Par Julie Gedeon

Les pratiques exemplaires des chantiers maritimes pour réduire leur empreinte

Engagement

Les participants du volet des chantiers maritimes disposent pour la première fois cette année d’une série exclusive d’indicateurs de performance environnementale, même si l’Alliance verte leur permettait depuis 2011 de mesurer leurs progrès d’après les critères qu’ils partageaient avec les terminaux. Certains chantiers maritimes sont très actifs depuis leur adhésion comme participants – ou même avant – dans le but d’améliorer leur caractère durable, et d’autres projets d’envergure sont en préparation.

Le présent numéro met en lumière quelques-uns de ces chantiers maritimes participants, et d’autres suivront à coup sûr dans le souci de l’Alliance verte de diffuser en continu les pratiques environnementales exemplaires et les solutions novatrices.

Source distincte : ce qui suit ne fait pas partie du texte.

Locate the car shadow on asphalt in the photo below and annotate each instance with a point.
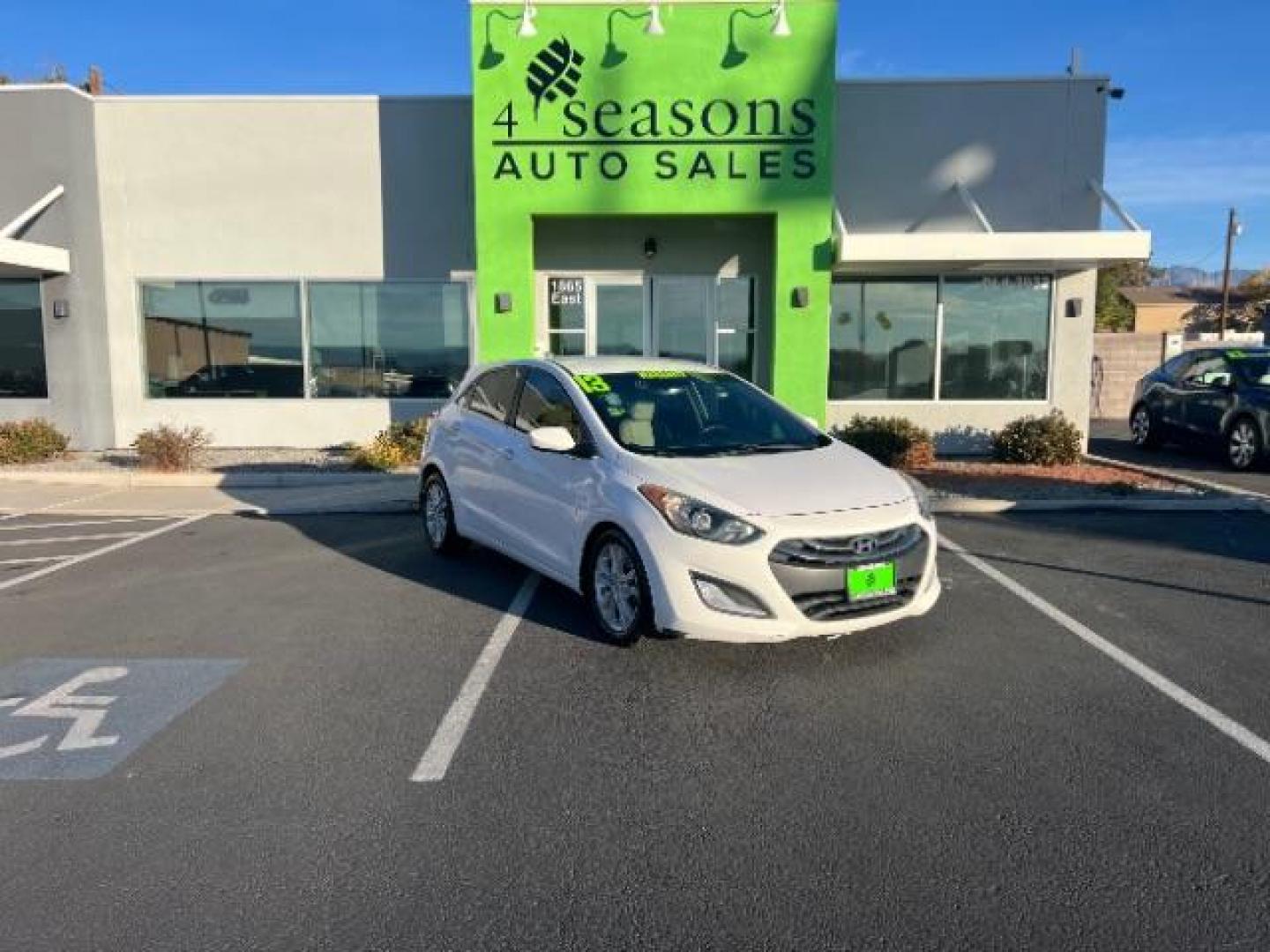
(394, 544)
(1243, 536)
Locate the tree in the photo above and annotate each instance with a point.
(1113, 311)
(1258, 287)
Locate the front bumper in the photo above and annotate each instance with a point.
(805, 599)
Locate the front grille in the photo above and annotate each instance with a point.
(848, 550)
(813, 570)
(833, 606)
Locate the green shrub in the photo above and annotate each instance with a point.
(31, 442)
(170, 449)
(892, 441)
(400, 444)
(1038, 441)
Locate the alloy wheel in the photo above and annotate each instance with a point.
(1243, 446)
(617, 588)
(436, 512)
(1140, 427)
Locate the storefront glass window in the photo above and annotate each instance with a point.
(387, 339)
(882, 340)
(22, 342)
(996, 338)
(222, 339)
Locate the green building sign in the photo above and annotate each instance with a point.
(591, 109)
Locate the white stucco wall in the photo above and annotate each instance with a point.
(239, 188)
(367, 188)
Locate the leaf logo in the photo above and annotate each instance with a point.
(554, 71)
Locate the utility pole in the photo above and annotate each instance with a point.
(1232, 231)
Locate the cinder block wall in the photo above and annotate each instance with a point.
(1119, 362)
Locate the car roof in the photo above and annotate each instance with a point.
(629, 365)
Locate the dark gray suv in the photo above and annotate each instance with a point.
(1218, 397)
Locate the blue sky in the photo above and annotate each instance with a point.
(1191, 138)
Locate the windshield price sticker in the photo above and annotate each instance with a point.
(661, 375)
(592, 383)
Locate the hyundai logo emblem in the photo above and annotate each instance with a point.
(865, 545)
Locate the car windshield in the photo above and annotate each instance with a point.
(687, 413)
(1254, 368)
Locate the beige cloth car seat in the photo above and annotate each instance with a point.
(637, 429)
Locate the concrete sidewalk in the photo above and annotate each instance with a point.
(366, 494)
(399, 494)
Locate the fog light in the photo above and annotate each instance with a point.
(728, 598)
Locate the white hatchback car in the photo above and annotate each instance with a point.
(676, 496)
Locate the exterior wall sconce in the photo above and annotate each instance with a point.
(614, 56)
(735, 56)
(492, 57)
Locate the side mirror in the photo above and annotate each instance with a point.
(553, 439)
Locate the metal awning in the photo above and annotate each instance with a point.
(29, 259)
(987, 249)
(1000, 250)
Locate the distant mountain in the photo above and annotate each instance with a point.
(1181, 277)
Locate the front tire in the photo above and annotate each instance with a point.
(616, 589)
(438, 517)
(1243, 444)
(1145, 428)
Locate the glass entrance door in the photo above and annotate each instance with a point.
(691, 317)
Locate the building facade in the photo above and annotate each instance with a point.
(681, 179)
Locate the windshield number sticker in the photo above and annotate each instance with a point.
(592, 383)
(661, 375)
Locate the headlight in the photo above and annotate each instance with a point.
(698, 519)
(921, 495)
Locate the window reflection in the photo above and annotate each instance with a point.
(22, 342)
(222, 339)
(996, 338)
(387, 339)
(882, 340)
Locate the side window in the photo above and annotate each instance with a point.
(1177, 366)
(544, 403)
(1208, 371)
(492, 394)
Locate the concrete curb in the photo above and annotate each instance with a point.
(968, 505)
(1192, 481)
(201, 480)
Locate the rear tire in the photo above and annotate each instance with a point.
(1145, 428)
(437, 513)
(616, 589)
(1244, 444)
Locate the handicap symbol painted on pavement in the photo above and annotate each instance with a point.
(70, 718)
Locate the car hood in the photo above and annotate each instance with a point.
(827, 480)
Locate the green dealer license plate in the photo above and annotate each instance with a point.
(871, 582)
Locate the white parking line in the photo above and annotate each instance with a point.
(1208, 714)
(46, 539)
(83, 522)
(104, 550)
(57, 505)
(453, 725)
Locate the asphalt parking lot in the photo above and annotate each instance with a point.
(1111, 438)
(244, 703)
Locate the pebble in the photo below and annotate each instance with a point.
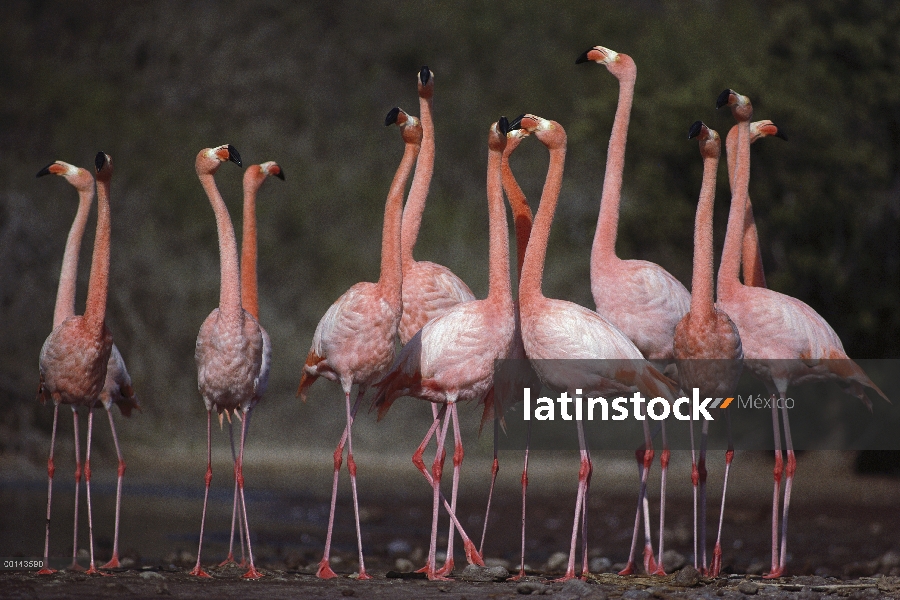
(476, 573)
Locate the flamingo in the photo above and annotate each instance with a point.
(556, 329)
(452, 357)
(707, 345)
(639, 297)
(75, 357)
(254, 176)
(354, 341)
(233, 352)
(784, 340)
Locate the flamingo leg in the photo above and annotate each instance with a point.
(325, 571)
(776, 494)
(251, 573)
(75, 566)
(524, 489)
(114, 561)
(664, 464)
(198, 570)
(583, 479)
(716, 565)
(495, 467)
(51, 468)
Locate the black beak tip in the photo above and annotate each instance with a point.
(45, 170)
(391, 117)
(694, 131)
(722, 100)
(234, 156)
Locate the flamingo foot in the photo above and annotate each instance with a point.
(325, 571)
(716, 565)
(251, 573)
(472, 554)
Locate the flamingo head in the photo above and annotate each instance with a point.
(497, 136)
(209, 159)
(426, 83)
(409, 125)
(766, 128)
(740, 105)
(618, 64)
(81, 179)
(549, 132)
(710, 144)
(103, 164)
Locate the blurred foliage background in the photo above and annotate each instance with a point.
(308, 84)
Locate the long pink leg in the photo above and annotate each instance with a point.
(251, 573)
(75, 566)
(664, 464)
(776, 494)
(495, 467)
(524, 489)
(51, 469)
(235, 514)
(114, 561)
(325, 571)
(583, 479)
(458, 455)
(87, 484)
(198, 570)
(716, 565)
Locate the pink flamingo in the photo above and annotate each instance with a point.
(639, 297)
(707, 345)
(74, 358)
(233, 352)
(751, 258)
(784, 340)
(452, 357)
(254, 176)
(354, 341)
(556, 329)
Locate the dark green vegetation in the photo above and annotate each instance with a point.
(308, 85)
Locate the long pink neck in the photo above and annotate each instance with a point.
(604, 246)
(702, 277)
(68, 276)
(522, 215)
(499, 290)
(731, 254)
(230, 289)
(249, 289)
(536, 254)
(391, 263)
(418, 191)
(98, 284)
(751, 255)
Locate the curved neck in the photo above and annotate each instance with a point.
(604, 246)
(418, 191)
(522, 216)
(249, 289)
(702, 277)
(499, 289)
(731, 253)
(95, 309)
(68, 276)
(230, 288)
(391, 264)
(535, 255)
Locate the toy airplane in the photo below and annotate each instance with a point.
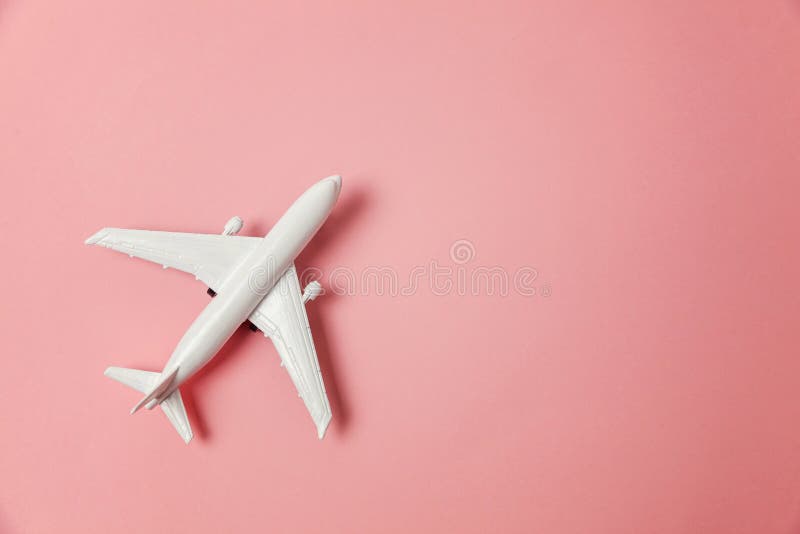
(252, 279)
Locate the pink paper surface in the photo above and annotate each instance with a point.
(639, 162)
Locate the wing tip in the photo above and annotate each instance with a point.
(322, 425)
(96, 237)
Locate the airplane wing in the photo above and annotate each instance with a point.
(208, 257)
(282, 317)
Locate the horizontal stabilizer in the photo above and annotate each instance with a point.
(142, 381)
(176, 413)
(163, 384)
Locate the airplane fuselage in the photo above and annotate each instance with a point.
(248, 283)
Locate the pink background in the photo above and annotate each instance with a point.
(642, 156)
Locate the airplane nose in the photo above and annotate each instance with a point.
(337, 181)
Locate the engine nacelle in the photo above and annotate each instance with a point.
(233, 226)
(312, 291)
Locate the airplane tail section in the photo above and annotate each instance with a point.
(154, 385)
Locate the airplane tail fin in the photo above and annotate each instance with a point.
(153, 384)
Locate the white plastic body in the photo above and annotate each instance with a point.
(240, 293)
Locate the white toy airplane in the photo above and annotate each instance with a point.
(252, 279)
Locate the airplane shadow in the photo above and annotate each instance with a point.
(350, 207)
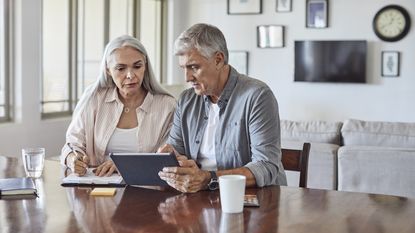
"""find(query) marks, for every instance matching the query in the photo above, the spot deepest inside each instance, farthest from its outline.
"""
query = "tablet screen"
(143, 168)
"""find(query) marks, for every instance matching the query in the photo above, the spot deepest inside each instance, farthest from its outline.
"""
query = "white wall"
(383, 99)
(28, 130)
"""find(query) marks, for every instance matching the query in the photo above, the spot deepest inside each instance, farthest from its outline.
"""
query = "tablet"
(143, 168)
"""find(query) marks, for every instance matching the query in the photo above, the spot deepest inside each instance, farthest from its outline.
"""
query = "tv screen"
(330, 61)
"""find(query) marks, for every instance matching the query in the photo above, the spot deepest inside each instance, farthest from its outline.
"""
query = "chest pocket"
(235, 136)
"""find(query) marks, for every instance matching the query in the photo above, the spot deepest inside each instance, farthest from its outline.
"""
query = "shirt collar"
(228, 89)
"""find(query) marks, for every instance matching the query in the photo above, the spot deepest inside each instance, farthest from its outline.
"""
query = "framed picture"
(239, 61)
(316, 14)
(283, 6)
(390, 64)
(270, 36)
(243, 7)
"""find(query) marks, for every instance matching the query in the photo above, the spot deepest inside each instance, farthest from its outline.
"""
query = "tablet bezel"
(143, 168)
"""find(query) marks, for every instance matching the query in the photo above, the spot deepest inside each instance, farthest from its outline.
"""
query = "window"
(5, 114)
(72, 54)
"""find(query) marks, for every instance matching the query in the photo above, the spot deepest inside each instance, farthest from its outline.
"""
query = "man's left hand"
(187, 178)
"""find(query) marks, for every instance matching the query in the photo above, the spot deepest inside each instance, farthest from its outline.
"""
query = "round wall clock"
(391, 23)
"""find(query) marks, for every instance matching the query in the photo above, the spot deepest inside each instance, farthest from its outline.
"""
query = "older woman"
(126, 110)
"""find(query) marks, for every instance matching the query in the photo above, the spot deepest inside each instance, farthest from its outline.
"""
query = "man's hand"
(77, 163)
(187, 178)
(105, 169)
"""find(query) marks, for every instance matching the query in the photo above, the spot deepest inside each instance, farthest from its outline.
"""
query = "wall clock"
(391, 23)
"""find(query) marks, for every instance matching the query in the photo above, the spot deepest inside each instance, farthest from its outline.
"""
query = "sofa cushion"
(322, 165)
(372, 133)
(311, 131)
(381, 170)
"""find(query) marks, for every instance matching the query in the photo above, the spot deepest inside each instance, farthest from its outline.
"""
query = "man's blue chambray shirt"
(248, 133)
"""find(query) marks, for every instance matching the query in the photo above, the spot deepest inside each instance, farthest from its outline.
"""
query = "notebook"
(143, 168)
(17, 186)
(90, 179)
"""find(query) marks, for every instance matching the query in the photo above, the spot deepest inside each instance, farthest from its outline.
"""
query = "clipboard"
(92, 180)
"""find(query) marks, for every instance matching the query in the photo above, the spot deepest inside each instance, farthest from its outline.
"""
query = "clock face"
(391, 23)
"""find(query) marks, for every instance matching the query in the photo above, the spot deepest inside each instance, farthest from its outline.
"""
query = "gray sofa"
(359, 156)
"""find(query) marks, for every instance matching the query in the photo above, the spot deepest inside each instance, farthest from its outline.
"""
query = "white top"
(207, 156)
(94, 123)
(123, 140)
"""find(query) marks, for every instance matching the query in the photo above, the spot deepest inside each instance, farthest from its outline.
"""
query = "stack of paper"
(17, 186)
(91, 178)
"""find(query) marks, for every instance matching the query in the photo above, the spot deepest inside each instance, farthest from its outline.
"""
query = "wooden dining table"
(138, 209)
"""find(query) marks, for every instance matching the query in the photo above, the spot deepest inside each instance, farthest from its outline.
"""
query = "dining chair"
(297, 160)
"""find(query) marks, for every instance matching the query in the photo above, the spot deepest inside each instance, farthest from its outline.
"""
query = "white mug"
(232, 191)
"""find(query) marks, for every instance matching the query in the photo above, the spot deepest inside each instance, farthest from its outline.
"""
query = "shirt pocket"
(235, 136)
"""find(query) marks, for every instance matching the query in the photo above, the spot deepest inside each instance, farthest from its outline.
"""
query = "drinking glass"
(33, 161)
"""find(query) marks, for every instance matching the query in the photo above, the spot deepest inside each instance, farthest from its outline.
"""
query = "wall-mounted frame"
(390, 63)
(270, 36)
(244, 7)
(239, 61)
(283, 5)
(317, 14)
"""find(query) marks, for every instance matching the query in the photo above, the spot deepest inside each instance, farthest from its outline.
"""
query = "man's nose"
(188, 73)
(130, 74)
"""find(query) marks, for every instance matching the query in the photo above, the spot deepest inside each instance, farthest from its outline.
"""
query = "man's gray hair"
(206, 39)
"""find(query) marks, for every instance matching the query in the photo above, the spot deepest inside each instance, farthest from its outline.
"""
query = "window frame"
(8, 61)
(73, 81)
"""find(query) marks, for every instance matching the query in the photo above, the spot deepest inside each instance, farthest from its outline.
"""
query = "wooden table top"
(132, 209)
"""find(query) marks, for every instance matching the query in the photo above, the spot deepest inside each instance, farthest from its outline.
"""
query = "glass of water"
(33, 160)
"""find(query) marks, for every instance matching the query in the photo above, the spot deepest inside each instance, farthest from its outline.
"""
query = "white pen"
(73, 151)
(77, 156)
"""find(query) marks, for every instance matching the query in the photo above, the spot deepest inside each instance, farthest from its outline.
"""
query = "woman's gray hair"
(149, 82)
(105, 81)
(205, 38)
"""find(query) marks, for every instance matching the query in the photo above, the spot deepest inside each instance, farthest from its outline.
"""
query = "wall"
(383, 99)
(29, 130)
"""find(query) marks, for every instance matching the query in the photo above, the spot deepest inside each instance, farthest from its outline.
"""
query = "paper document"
(91, 178)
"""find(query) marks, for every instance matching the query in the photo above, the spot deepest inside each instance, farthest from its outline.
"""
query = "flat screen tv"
(330, 61)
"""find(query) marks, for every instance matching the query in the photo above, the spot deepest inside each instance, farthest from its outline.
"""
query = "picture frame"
(283, 5)
(244, 7)
(239, 61)
(270, 36)
(317, 14)
(390, 63)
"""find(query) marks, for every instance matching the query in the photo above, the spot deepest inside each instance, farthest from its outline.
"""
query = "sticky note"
(103, 192)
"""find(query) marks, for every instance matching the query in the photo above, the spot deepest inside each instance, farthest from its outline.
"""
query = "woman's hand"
(105, 169)
(77, 163)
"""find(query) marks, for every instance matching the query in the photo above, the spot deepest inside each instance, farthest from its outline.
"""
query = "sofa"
(355, 155)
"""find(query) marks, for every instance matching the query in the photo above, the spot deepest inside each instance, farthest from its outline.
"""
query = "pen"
(73, 151)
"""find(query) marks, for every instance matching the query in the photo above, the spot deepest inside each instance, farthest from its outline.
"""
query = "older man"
(227, 123)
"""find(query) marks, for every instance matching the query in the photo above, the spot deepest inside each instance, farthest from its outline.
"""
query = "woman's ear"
(219, 59)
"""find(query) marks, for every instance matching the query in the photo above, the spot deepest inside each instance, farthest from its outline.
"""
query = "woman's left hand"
(105, 169)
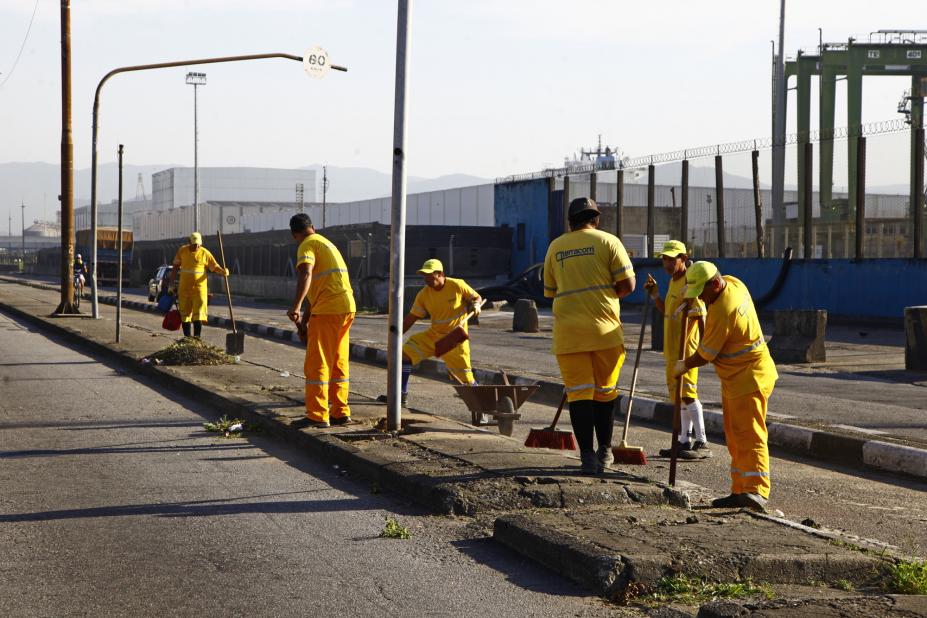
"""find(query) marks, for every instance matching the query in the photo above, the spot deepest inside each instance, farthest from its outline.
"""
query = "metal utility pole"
(398, 226)
(324, 192)
(94, 301)
(299, 197)
(195, 80)
(66, 306)
(779, 117)
(119, 257)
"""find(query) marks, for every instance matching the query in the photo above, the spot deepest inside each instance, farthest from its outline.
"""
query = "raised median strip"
(858, 451)
(617, 534)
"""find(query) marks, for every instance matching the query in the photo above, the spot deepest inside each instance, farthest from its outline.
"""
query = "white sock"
(698, 420)
(685, 424)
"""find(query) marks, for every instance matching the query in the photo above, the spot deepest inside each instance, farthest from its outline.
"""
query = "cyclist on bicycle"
(80, 270)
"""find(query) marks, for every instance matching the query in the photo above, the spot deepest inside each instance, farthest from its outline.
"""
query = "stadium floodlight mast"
(315, 62)
(196, 80)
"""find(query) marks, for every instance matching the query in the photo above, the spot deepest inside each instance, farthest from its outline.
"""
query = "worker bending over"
(447, 301)
(692, 419)
(322, 278)
(192, 261)
(734, 342)
(586, 271)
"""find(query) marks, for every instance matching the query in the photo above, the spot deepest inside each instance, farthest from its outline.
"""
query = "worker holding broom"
(586, 272)
(322, 277)
(449, 302)
(192, 261)
(692, 419)
(734, 342)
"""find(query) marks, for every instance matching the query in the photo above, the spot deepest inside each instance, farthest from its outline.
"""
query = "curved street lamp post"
(96, 109)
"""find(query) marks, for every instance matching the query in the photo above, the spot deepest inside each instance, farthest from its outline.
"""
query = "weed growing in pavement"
(844, 584)
(908, 577)
(695, 591)
(230, 427)
(394, 530)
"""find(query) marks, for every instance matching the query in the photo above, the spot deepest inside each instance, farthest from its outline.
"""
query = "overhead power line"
(21, 47)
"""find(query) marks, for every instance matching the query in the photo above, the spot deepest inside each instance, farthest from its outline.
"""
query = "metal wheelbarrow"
(497, 400)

En 2011, la société Seaspan est devenue le premier armateur et chantier maritime de la côte Ouest à adhérer à l'Alliance verte. Depuis, sa division du secteur des chantiers maritimes a connu une croissance considérable. « Nous avons maintenant les trois plus grands chantiers maritimes de la côte Ouest au Canada, qui occupent désormais la majeure partie de nos activités », confirme Daryl Lawes, directeur principal des questions environnementales de Seaspan. « À eux seuls, nos deux chantiers maritimes de North Vancouver et de Victoria, en Colombie-Britannique, emploient plus de 3000 personnes. »

Du reste, l’entreprise a déployé des efforts considérables pour améliorer son efficacité, réduire les émissions, atténuer les impacts sur la communauté et diminuer la production de déchets dans ses installations.

Pour 2020, Seaspan s’était fixée comme objectif de détourner 50 % des déchets qui finissent normalement au dépotoir. « Je suis ravi d’annoncer que nous avons réduit la quantité de déchets de 75 % grâce aux efforts concertés de nos trois chantiers maritimes », déclare M. Lawes.

Chaque chantier maritime a mis sur pied un comité de réduction des déchets, où l’on retrouve des représentants de la gestion de projets, des métiers, des installations, des chaînes d'approvisionnement, ainsi que certains fournisseurs importants. Ces comités s’emploient à définir et à mettre en œuvre des initiatives de réduction des déchets. Ils ont entre autres éliminé les plastiques à usage unique, instauré l’utilisation de bouchons d’oreilles recyclables, et mis en place un programme de lavage des chiffons souillés qui seraient autrement jetés.

C’est stimulant de voir des gens d’horizons divers travailler ensemble pour atteindre cet objectif commun de réduction des déchets.

Daryl Lawes, Seaspan

Les équipes de maintenance de Seaspan ont instauré avec succès un programme pour remplacer les fluides hydrauliques par des lubrifiants écologiques pour la plupart des équipements mobiles du chantier maritime. « Il a fallu insister pour convaincre quelques-uns de nos fournisseurs de services d’un tel changement, mais nous pensions que c’était essentiel pour réduire les risques associés aux bris hydrauliques et aux déversements potentiels. »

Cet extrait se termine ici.